If you love Italian wine, you can most likely discuss the intricacies of Brunello, Barbaresco, and Bardolino. If you love Italian food, you probably crave Bolognese, Balsamic, and Burrata on a daily basis. But what can you tell us about Barolo Chinato?
Don’t worry – you don’t have to give up your Italophile badge just yet. Barolo Chinato is rare – it’s not exactly easy to find in America, despite it being more widely available than ever these days, thanks to the longevity of the craft cocktail craze and an ever-growing American fondness for all things Italian.
Barolo Chinato is digestive (equally qualified to serve as aperitif) produced in Piedmont, Italy created from a base of Barolo wine. The word “china” (pronounced “key-na”) in Italian refers to “cinchona bark,” known to Americans as quinine. This, if we want to stay literal, Barolo Chinato (pronounced “key-not-o”) is Barolo wine that has been infused with quinine bark and other herbs and spices.
Technically, Barolo Chinato is considered a quinquina (an aperitif that contains cinchona bark) as well as an aromatized (flavored) wine. With alcohol levels of 16.5 – 18%, Barolo Chinato may also be considered a fortified wine, as some of the flavorings may be added in the form of extracts produced using alcohol.
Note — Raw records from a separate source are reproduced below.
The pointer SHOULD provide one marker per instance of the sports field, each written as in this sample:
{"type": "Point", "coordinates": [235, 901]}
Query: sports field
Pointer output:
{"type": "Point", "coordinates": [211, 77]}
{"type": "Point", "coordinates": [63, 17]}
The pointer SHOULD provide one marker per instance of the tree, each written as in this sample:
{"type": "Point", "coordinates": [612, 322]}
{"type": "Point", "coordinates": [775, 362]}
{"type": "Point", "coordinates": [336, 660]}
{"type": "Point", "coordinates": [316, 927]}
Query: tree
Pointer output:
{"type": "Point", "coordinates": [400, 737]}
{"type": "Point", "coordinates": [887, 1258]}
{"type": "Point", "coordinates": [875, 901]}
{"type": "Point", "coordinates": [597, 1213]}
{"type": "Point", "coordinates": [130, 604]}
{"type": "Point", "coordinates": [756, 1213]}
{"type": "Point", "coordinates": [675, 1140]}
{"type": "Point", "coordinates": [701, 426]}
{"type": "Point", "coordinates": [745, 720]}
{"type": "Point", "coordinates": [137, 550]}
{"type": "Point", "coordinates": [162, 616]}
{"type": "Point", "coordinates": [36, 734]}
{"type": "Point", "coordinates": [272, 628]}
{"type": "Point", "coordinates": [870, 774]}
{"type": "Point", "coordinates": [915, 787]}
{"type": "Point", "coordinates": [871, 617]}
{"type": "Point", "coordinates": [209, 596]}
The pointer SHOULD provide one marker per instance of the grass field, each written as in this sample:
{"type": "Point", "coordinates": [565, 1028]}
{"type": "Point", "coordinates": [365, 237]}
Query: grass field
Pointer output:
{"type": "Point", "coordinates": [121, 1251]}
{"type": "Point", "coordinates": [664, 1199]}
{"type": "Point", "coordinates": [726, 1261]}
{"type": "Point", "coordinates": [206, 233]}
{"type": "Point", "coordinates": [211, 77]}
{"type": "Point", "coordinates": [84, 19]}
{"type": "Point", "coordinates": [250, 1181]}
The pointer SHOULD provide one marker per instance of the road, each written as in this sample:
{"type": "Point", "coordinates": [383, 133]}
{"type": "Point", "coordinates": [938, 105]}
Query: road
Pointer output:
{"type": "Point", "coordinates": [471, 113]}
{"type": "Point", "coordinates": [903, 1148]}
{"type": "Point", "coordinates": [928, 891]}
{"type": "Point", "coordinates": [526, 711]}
While the actual recipe of Chinato varies by producer and is a closely guarded secret, the flavorings are rumored to include sugar, rhubarb root, cinnamon, mint, vanilla, star anise, citrus peel, fennel, juniper, gentian root, and cardamom in addition to quinine. Don’t forget that all those layers of flavors are added to a base wine of Barolo – undisputedly one of Italy’s most complex wines to begin with. This is a smooth, spicy, flavorful sip with a hit of bitterness on the end – enough to wake up any appetite, or help smooth out an over-indulged one.
Barolo Chinato was first produced in the area around the city of Turin sometime in the 19th century. By this time, companies like Martini & Rossi and Cinzano were already producing Vermouth and other aperitifs in the region.
A Tuscan pastry chef named Giulio Cocchi is often cited as the inventor of Barolo Chinato. After moving to Asti, he was inspired by the region’s vermouth industry and founded his winery in 1891. Soon after, he invented a formula for Barolo Chinato. Dr. Giuseppe Cappellano is also believed by many to the Barolo Chinato’s creator. Dr. Cappellano was a pharmacist in Turin and the second son of the owner of the Cappellano Winery, which was founded in 1890.
Luckily, both companies are still around, and Barolo Chinato from both the Cappellano and Cocchi wineries are available in the United States. We may never decide who was first, you can decide for yourself who you think is best.
While the debate rages on, there are a few things that fans of Barolo Chinato can agree on: Barolo Chinato can help calm down a rumbly tummy after a hearty meal; it be used like an Amaro or Vermouth in a creative cocktail recipe, and it pairs very well with chocolate cake.